В 1946 году власти приняли решение ликвидировать «рынок случайных вещей» в связи с «реконструкцией города». Последние годы Евбаз выглядел довольно странно – через площадь двигались трамваи, вместо телег стояли грузовики, с кузова которых осуществлялась торговля. Многочисленных рундуков, лотков и ларьков уже не было – продавцы стояли небольшими группами на тротуаре. «Обжорного ряда» также не существовало, зато в маленьких столовых на площади за ничтожные деньги можно было отведать наваристый украинский борщ.

  Но вернемся к нашему Одноухому Зяме. Для привлечения покупателей он раздобыл фюзеляж немецкого самолета (и теперь мы знаем, где):
  «В самом козырном месте Евбаза стоял на пузе бронированный немецкий фуйзеляж без крыльев и под красивым колпаком кругового обзора со всех сторон было написано: «Мыло натуральное». Но мыла ещё не было в присутствии наличия.

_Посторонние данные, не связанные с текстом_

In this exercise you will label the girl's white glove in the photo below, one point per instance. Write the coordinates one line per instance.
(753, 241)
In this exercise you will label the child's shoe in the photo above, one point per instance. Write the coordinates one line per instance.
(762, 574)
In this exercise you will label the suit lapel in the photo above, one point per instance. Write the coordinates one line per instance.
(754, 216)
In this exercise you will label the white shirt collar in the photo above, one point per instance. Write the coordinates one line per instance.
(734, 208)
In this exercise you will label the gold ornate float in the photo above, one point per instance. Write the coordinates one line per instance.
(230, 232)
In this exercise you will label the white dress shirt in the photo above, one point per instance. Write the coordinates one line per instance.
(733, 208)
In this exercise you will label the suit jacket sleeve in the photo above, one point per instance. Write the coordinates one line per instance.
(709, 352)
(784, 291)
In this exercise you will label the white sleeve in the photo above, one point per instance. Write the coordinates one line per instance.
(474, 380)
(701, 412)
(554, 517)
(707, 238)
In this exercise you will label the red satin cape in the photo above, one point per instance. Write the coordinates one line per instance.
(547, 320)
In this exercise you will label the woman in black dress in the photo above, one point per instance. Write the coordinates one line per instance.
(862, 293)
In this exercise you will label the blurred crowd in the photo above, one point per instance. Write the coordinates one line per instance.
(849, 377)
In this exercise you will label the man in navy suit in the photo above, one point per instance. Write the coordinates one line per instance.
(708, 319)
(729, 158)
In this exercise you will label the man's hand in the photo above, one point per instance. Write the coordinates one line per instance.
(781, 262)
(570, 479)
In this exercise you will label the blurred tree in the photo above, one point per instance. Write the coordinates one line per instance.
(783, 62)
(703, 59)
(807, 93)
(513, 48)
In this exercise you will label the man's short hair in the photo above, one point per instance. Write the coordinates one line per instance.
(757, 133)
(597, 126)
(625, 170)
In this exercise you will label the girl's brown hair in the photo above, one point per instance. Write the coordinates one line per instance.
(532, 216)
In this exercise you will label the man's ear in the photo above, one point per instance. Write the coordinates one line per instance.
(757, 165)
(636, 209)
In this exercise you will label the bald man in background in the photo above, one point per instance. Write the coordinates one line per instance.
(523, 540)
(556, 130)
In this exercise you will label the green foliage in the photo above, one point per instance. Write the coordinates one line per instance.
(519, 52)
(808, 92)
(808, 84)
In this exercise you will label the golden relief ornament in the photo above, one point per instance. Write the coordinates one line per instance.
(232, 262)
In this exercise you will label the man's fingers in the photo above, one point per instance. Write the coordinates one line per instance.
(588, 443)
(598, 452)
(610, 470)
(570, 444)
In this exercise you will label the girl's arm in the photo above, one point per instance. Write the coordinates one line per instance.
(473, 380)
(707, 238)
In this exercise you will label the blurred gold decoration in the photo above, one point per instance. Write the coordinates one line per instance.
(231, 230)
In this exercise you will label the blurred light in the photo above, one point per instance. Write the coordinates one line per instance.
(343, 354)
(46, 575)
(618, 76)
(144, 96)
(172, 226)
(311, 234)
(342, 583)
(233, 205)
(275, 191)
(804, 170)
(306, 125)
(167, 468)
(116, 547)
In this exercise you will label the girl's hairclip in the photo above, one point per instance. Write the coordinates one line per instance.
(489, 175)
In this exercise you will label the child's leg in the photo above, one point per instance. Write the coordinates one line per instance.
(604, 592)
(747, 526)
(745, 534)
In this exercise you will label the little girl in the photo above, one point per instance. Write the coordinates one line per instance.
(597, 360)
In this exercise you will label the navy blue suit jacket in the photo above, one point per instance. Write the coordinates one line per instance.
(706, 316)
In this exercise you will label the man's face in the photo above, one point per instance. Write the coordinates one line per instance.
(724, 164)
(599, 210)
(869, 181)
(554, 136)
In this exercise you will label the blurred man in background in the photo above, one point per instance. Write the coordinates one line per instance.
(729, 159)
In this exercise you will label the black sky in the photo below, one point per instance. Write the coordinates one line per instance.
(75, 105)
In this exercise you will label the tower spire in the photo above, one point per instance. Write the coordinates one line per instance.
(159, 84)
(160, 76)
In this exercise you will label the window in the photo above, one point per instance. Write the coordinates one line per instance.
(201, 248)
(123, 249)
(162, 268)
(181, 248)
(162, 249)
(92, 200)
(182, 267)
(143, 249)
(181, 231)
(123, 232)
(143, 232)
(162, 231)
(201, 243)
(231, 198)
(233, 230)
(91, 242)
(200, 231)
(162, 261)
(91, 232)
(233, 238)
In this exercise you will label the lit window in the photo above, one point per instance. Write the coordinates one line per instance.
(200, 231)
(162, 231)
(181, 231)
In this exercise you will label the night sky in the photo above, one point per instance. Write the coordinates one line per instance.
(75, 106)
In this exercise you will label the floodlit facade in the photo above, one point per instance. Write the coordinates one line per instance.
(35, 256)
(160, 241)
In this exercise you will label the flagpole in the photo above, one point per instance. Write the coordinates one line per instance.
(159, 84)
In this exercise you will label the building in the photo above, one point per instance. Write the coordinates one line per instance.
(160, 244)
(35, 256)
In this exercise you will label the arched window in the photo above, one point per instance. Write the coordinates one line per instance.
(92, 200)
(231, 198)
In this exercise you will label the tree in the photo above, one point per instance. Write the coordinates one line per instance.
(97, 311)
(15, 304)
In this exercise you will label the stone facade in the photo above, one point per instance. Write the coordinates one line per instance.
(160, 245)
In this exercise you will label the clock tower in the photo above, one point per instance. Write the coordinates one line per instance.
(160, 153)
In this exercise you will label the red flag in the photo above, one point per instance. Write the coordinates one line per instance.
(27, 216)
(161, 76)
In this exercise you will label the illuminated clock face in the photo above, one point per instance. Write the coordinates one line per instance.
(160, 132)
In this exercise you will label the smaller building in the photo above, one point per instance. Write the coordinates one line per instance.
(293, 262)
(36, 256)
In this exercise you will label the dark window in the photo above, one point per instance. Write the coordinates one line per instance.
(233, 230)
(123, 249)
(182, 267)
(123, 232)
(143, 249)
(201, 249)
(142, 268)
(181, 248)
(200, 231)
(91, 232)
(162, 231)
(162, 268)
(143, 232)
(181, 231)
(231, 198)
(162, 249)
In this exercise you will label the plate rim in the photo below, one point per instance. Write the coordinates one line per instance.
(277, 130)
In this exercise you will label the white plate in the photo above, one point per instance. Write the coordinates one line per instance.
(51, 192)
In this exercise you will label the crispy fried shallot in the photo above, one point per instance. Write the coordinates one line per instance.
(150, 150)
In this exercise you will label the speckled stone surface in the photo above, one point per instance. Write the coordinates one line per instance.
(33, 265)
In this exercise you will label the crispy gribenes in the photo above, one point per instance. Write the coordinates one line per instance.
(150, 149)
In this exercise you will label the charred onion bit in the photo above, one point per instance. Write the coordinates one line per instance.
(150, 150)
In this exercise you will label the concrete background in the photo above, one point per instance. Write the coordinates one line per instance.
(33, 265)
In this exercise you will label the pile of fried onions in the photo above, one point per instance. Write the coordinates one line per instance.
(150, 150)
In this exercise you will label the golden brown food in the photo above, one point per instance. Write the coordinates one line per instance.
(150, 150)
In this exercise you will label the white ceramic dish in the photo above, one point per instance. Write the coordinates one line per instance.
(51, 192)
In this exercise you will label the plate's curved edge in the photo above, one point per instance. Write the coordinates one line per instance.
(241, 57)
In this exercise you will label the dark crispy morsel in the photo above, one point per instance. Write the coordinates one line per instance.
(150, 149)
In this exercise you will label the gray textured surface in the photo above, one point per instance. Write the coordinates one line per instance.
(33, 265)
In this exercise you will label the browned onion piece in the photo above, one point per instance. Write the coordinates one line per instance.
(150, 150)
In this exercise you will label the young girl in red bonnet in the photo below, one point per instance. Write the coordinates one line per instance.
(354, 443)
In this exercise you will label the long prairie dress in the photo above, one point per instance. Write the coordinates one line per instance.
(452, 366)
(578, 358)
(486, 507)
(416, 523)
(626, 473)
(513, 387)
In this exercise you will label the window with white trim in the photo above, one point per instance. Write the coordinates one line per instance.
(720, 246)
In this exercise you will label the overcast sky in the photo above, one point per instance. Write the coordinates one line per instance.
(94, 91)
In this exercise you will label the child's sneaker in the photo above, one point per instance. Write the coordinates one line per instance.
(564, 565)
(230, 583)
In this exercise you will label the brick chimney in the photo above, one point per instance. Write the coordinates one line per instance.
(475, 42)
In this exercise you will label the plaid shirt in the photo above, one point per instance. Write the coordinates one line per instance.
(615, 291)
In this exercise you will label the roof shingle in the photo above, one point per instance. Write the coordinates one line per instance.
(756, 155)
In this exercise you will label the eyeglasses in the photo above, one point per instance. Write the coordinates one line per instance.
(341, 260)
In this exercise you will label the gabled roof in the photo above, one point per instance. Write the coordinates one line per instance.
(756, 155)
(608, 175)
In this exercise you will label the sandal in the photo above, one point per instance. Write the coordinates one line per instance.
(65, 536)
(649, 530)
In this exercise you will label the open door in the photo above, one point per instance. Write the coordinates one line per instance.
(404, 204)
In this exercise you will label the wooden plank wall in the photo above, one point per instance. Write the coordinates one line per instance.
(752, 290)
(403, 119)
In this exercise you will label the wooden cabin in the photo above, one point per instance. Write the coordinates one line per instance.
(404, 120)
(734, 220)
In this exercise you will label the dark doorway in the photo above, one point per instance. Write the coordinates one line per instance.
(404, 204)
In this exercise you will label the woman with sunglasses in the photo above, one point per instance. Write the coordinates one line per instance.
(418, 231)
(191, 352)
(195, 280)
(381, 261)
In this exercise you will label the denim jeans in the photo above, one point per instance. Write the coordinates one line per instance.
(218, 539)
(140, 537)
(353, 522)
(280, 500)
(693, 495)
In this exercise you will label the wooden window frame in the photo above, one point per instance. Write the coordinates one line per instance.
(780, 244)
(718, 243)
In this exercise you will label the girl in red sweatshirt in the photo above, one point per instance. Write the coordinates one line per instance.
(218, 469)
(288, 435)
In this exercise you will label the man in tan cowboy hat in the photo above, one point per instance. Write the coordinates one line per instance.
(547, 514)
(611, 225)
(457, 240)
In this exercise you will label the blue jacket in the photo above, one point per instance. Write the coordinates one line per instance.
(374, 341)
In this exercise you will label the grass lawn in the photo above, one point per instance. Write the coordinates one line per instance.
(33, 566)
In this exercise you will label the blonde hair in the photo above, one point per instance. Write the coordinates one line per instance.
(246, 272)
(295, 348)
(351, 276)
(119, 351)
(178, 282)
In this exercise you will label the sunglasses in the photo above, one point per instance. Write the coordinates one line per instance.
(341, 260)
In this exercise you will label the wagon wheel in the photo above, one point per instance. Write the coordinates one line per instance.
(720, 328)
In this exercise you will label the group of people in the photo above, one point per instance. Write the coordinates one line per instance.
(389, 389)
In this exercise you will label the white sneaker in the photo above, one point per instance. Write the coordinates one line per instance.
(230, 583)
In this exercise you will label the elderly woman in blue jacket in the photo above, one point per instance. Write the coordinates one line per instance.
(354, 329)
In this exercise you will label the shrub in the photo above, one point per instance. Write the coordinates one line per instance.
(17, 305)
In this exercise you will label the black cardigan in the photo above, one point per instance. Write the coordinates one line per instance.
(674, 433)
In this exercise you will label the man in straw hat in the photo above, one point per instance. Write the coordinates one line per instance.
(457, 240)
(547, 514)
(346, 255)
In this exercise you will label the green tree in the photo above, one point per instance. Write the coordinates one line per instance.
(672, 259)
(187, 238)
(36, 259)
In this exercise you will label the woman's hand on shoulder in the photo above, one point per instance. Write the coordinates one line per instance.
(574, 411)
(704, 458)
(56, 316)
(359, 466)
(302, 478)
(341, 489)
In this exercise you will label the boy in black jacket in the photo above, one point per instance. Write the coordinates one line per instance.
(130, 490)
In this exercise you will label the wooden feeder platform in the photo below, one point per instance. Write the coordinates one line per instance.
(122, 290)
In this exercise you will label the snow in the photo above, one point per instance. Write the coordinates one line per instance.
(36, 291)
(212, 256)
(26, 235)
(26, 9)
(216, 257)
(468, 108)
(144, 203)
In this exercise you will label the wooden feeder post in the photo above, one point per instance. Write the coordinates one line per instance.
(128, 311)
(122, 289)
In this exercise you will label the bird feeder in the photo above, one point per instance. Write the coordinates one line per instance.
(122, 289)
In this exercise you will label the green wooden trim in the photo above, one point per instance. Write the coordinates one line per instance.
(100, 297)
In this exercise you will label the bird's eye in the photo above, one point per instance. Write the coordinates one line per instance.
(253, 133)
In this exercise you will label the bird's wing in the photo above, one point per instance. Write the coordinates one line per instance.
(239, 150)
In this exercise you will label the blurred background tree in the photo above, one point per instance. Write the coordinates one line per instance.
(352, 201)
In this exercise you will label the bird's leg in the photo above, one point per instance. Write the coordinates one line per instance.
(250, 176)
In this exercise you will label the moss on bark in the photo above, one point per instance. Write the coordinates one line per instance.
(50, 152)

  Вначале и прежде всего, нужны были мыльные формы для разлива готовой продукции. Исключительно удобными для этой цели оказались ящички из старинных царских комодов какого-то Людовика, купленные в комиссионке за деньги из фильдеперсового чулка. Тётя Роза кричала на всю Подвальную: – ” Ящички?! Только через мой труп!..”
  А когда дядя Зяма установил в кухне котел, в котором круглосуточно бурлили какие-то подозрительные обрезки, именуемые «животный жир», вкупе с канифолью, каустической содой и прочими композициями хозяйственного мыла из таблицы Менделеева, тетя Роза устраивала истерики: «У меня даже эйсик-флейш (сладкое мясо), и гефилте-фиш (фаршированная рыба), и вся человеческая еда провонялась этим паршивым мылом».
  Когда утром дядя Зяма подъезжал к своему фуйзеляжу, там уже стояла очередь за его хорошим мылом. Он открывал секретный замок бомбового люка, перегружал туда с конной площадки товар (между прочим, украшенный круглой печаткой с серпом и молотом), затем поднимался в кабину, энергичным рывком, как настоящий летчик, сдвигал колпак над умной своей головой, надевал шлемофон, удобно усаживался в центре мыла и начинал торговлю. Конкуренты высовывали головы из своих жалких ларьков в ожидании, когда у Штурмана Зямы кончится продукция, и он уберется с Евбаза».
  С той поры дядю Валентина Гринера перестали называть Одноухим Зямой, а нарекли уважительно – Штурман Зяма. После закрытия Евбаза фюзеляж немецкого самолета отправили на переплавку.